Perhaps I shall not write you a very long letter today, but anyway a line to let you know that I got back home today. I do so regret that you had all that trouble for such a trifle. Forgive me, who am after all probably the primary cause of it all. I did not foresee that it would be important enough for you to be told of it. Enough… M. Rey came to see the paintings with two of his friends, doctors, and they were uncommonly quick at understanding at least what complementaries are. I now intend to do a portrait of M. Rey and possibly other portraits as soon as I am a little used to painting again.

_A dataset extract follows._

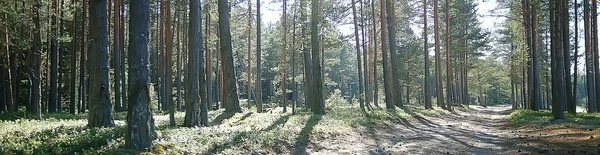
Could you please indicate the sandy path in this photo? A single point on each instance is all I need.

Thanks for your last letter. Indeed, I always feel your presence, but do realise on your side too that I am working at the same thing as yourself.

How I wish you had seen the portrait of Brias by Delacroix and the whole Montpellier Musée where Gauguin took me. Since others before us have worked in the South, indeed it is rather difficult for me to believe that we are so far astray as all that. As for it's being a hot country, my word, I can't help thinking of a certain country Voltaire talks of, not to mention the simple “castles in the air.” These are the thoughts which occur to me as I come back to my own home.

I am very anxious to know how the Bongers are and if the relations with them continue. I hope so.

If you agree - now that Gauguin has gone - we will put the money back again at 150 fr. I think that now I shall see calmer days here than in the past year.

What I greatly need for my better information are all the reproductions of Delacroix's pictures that are still available at that shop where they sell, I think at a franc apiece, lithographs after artists, ancient and modern, etc. I most certainly don't want the more expensive ones.

How are our Dutch friends De Haan and Isaäcson? Give them my very kind regards.

Only I think that we must still keep quiet with regard to my own painting. If you want any pictures, certainly I can send you some already, but when my peace of mind comes back to me, I hope to do different things. However, as to the Independents, do what seems best to you, and what the others do.

But you have no idea how much I regret that your journey to Holland has not yet come off.

After all, we cannot alter what has happened, but make up for it yourself by letter, or any way you can, as far as possible, and tell the Bongers how I regret having involuntarily caused this delay. I shall be writing Mother and Wil one of these days, and I must also write Jet Mauve.

What is Gauguin doing? As his family are in the North, and he has been invited to exhibit in Belgium and now has some success in Paris, I like to think that he has landed on his feet. A good handshake. In spite of everything I am terribly happy that this is a thing of the past. Once more a good hearty handshake.

Ever Yours, Vincent

At this time, Vincent was 35 year old
Vincent van Gogh. Letter to Theo van Gogh. Written 7 January 1889 in Arles. Translated by Mrs. Johanna van Gogh-Bonger, edited by Robert Harrison, number 568.